On Jan 12, 2010, at 5:04 AM, Sturla Molden wrote:

> I'd like to make a different suggestion. What about a keyword to pass
> after cdef in the declaration of the object to indicate the vtab can
> be skipped? I e an assertion that the object will be of the declared
> type. This will maintain better compatibility with Python.
>
> cdef Foo bar = Foo()
> cdef inline Foo fastbar = bar

Hmm... The notion of an "inline object" to me evokes allocating on the  
stack, or passing by value, or something like that--not ignoring type  
information when doing method dispatching.

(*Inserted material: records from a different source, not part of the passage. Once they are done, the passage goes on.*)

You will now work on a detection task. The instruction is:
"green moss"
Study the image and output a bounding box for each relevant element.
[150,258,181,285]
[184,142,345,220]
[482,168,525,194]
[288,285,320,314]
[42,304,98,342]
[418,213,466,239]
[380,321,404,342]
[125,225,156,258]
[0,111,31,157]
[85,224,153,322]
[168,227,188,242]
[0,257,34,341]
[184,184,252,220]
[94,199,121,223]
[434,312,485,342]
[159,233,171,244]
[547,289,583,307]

This isn't too important-- 
another keyword could be found.

> bar.method() # through vtab
> fastbar.method() # direct call

There is already a more explicit way to get this behavior:

cdef class A:
     cdef identify(self):
         print "I'm an A"

cdef class B(A):
     cdef identify(self):
         print "I'm a B"

cdef A a = A()
cdef B b = B()

a.identify() # prints "I'm an A"
b.identify() # prints "I'm a B"
A.identify(b) # prints "I'm an A"

It could probably be optimized to a direct call if desired by making  
the type vtab store const function pointers.

In any case, a non-overridable inline cdef method doesn't break Python  
semantics. (Well, you can't override it, but that's caught at compile  
time, rather than potentially surprising an end user at runtime.)